# Hurricane Sandy Destroyed my Haunt



## Hysteria17 (Jun 15, 2012)

Unfortunately everything on the outside of my haunt was destroyed overnight. I think I may be able to resurrect the facade tonight if the wind dies down and the rain stops. What is everyone else doing to keep their props safe during the storm?


----------



## hauntedyardofdoom (Nov 6, 2008)

Me too, completely leveled my maze and shredded my cemetery gates. I took all the props inside so those were ok, but there's no way I have time to repair it for this year. Two years in a row without a haunt... Phooey


----------



## RoxyBlue (Oct 6, 2008)

Sorry to hear you lost your haunt, Hysteria.

We keep ours safe by not putting anything of consequence out until the day of Halloween


----------



## Bone Dancer (Oct 7, 2005)

I stopped setting up about half way throu and was glad I did. Leaving it until the weather breaks, then going out to pick up whats left. Setting up takes me a few days at the speed I move now, so its already to late. But next year, you just wait. Muhahahahaha.


----------



## yeloowtang (Aug 7, 2012)

I'm in the same situation  not completly destroyed but i have work cut out for me when i get home after work..

the winds were extremely hight all night and woke me up a few times, I would get up and look outside to see if all was ok.. AND IT WAS ..
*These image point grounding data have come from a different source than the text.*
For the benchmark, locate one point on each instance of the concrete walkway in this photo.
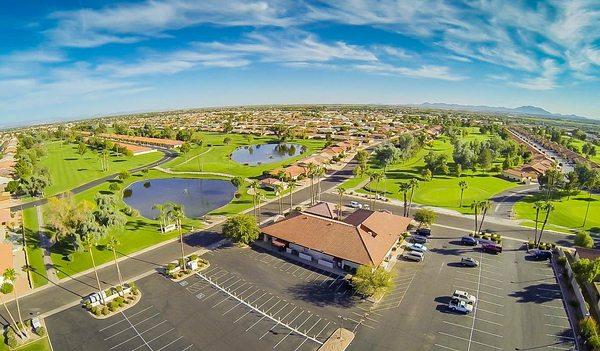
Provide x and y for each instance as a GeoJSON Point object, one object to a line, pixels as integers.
{"type": "Point", "coordinates": [46, 244]}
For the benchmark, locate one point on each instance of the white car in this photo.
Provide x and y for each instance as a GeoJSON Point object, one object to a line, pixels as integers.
{"type": "Point", "coordinates": [413, 256]}
{"type": "Point", "coordinates": [355, 204]}
{"type": "Point", "coordinates": [464, 296]}
{"type": "Point", "coordinates": [460, 306]}
{"type": "Point", "coordinates": [416, 247]}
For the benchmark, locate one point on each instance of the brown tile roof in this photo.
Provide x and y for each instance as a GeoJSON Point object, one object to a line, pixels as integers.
{"type": "Point", "coordinates": [364, 243]}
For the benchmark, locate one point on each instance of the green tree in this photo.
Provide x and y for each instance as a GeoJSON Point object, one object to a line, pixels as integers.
{"type": "Point", "coordinates": [368, 281]}
{"type": "Point", "coordinates": [584, 239]}
{"type": "Point", "coordinates": [586, 270]}
{"type": "Point", "coordinates": [425, 216]}
{"type": "Point", "coordinates": [241, 228]}
{"type": "Point", "coordinates": [463, 185]}
{"type": "Point", "coordinates": [112, 245]}
{"type": "Point", "coordinates": [88, 244]}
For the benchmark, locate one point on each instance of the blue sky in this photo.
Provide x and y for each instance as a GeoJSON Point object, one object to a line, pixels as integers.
{"type": "Point", "coordinates": [65, 59]}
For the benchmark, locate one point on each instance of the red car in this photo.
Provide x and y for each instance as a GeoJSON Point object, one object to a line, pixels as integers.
{"type": "Point", "coordinates": [491, 248]}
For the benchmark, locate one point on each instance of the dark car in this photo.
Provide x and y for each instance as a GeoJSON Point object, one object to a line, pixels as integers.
{"type": "Point", "coordinates": [541, 254]}
{"type": "Point", "coordinates": [419, 239]}
{"type": "Point", "coordinates": [423, 231]}
{"type": "Point", "coordinates": [491, 248]}
{"type": "Point", "coordinates": [468, 240]}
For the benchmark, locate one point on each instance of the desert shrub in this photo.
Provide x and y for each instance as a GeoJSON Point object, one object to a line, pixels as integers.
{"type": "Point", "coordinates": [41, 331]}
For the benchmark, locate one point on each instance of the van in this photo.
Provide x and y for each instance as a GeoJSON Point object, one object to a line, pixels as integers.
{"type": "Point", "coordinates": [414, 256]}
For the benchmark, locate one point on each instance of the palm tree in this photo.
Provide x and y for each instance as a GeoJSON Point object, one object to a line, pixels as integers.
{"type": "Point", "coordinates": [16, 326]}
{"type": "Point", "coordinates": [538, 205]}
{"type": "Point", "coordinates": [484, 206]}
{"type": "Point", "coordinates": [177, 212]}
{"type": "Point", "coordinates": [161, 218]}
{"type": "Point", "coordinates": [279, 194]}
{"type": "Point", "coordinates": [113, 242]}
{"type": "Point", "coordinates": [463, 186]}
{"type": "Point", "coordinates": [548, 207]}
{"type": "Point", "coordinates": [590, 185]}
{"type": "Point", "coordinates": [404, 188]}
{"type": "Point", "coordinates": [475, 207]}
{"type": "Point", "coordinates": [341, 191]}
{"type": "Point", "coordinates": [414, 183]}
{"type": "Point", "coordinates": [292, 184]}
{"type": "Point", "coordinates": [320, 172]}
{"type": "Point", "coordinates": [311, 168]}
{"type": "Point", "coordinates": [10, 275]}
{"type": "Point", "coordinates": [88, 243]}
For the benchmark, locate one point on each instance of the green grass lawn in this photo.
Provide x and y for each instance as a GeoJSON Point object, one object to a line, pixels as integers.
{"type": "Point", "coordinates": [68, 169]}
{"type": "Point", "coordinates": [34, 252]}
{"type": "Point", "coordinates": [215, 156]}
{"type": "Point", "coordinates": [42, 344]}
{"type": "Point", "coordinates": [139, 232]}
{"type": "Point", "coordinates": [580, 143]}
{"type": "Point", "coordinates": [568, 214]}
{"type": "Point", "coordinates": [442, 190]}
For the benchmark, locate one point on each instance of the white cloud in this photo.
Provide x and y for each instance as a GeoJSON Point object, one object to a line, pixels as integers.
{"type": "Point", "coordinates": [546, 81]}
{"type": "Point", "coordinates": [425, 71]}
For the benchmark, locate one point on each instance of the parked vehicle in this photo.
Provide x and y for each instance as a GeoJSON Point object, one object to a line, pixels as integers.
{"type": "Point", "coordinates": [460, 306]}
{"type": "Point", "coordinates": [416, 247]}
{"type": "Point", "coordinates": [423, 231]}
{"type": "Point", "coordinates": [413, 256]}
{"type": "Point", "coordinates": [464, 296]}
{"type": "Point", "coordinates": [469, 262]}
{"type": "Point", "coordinates": [491, 248]}
{"type": "Point", "coordinates": [468, 240]}
{"type": "Point", "coordinates": [355, 204]}
{"type": "Point", "coordinates": [541, 254]}
{"type": "Point", "coordinates": [419, 239]}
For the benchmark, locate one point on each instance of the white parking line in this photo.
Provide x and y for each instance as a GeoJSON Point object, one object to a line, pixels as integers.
{"type": "Point", "coordinates": [123, 320]}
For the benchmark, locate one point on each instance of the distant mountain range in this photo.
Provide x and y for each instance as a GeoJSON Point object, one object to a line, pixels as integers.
{"type": "Point", "coordinates": [523, 110]}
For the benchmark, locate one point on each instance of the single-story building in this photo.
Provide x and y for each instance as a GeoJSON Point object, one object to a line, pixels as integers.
{"type": "Point", "coordinates": [363, 238]}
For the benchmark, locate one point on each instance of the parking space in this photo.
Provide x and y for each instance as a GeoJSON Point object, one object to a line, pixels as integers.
{"type": "Point", "coordinates": [142, 328]}
{"type": "Point", "coordinates": [271, 319]}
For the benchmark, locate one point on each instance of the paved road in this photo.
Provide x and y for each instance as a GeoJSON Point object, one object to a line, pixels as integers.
{"type": "Point", "coordinates": [504, 202]}
{"type": "Point", "coordinates": [66, 292]}
{"type": "Point", "coordinates": [168, 156]}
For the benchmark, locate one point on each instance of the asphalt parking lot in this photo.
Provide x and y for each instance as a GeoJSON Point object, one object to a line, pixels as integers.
{"type": "Point", "coordinates": [249, 299]}
{"type": "Point", "coordinates": [519, 304]}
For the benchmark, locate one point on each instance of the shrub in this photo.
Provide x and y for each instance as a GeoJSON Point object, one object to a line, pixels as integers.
{"type": "Point", "coordinates": [41, 331]}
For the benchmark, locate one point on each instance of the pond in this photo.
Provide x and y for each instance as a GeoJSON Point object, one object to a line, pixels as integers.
{"type": "Point", "coordinates": [253, 155]}
{"type": "Point", "coordinates": [199, 196]}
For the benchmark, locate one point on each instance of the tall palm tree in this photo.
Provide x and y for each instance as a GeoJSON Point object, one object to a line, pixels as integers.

until about 2 minutes before i steped out for work, i micro gust swept in and nocked over my gates,center collum and a side one.. i didn't even bother to pick it up and look at the damage.i'm hopefull i can fix it all up.
the wind is still blowing like mad so no sense doing it this morning and risk more damage !!! that's the first time ever they got nocked down...

oh welll !!! can't wait to get home/or not !!!

ad they are calling for rain and more winds for tomorrow night 

i need about 2 minutes alone with mother nature mmooohooohahahaaaa


----------



## beelce (Jul 21, 2007)

Hurricanes SUCK SO BAD.......!!!!
Sorry you guys lost your haunt stuff..


----------



## Death's Door (Mar 22, 2006)

Sorry to hear about your haunt. A lot of the haunters have had issues with this damn weather.


----------



## Troll Wizard (May 3, 2012)

To everyone on the East Coast, who has been affected by Hurricane Sandy, my thoughts and prayer's go with you in hopes that you and your families are safe riding out the storm. Weather reports are saying that it is still not over, meaning the winds, rain and flooding. Halloween props can be replaced, but not people! I hope that you will all be able to enjoy what ever you can for Halloween, but I think a lot of you will be spending time cleaning up. 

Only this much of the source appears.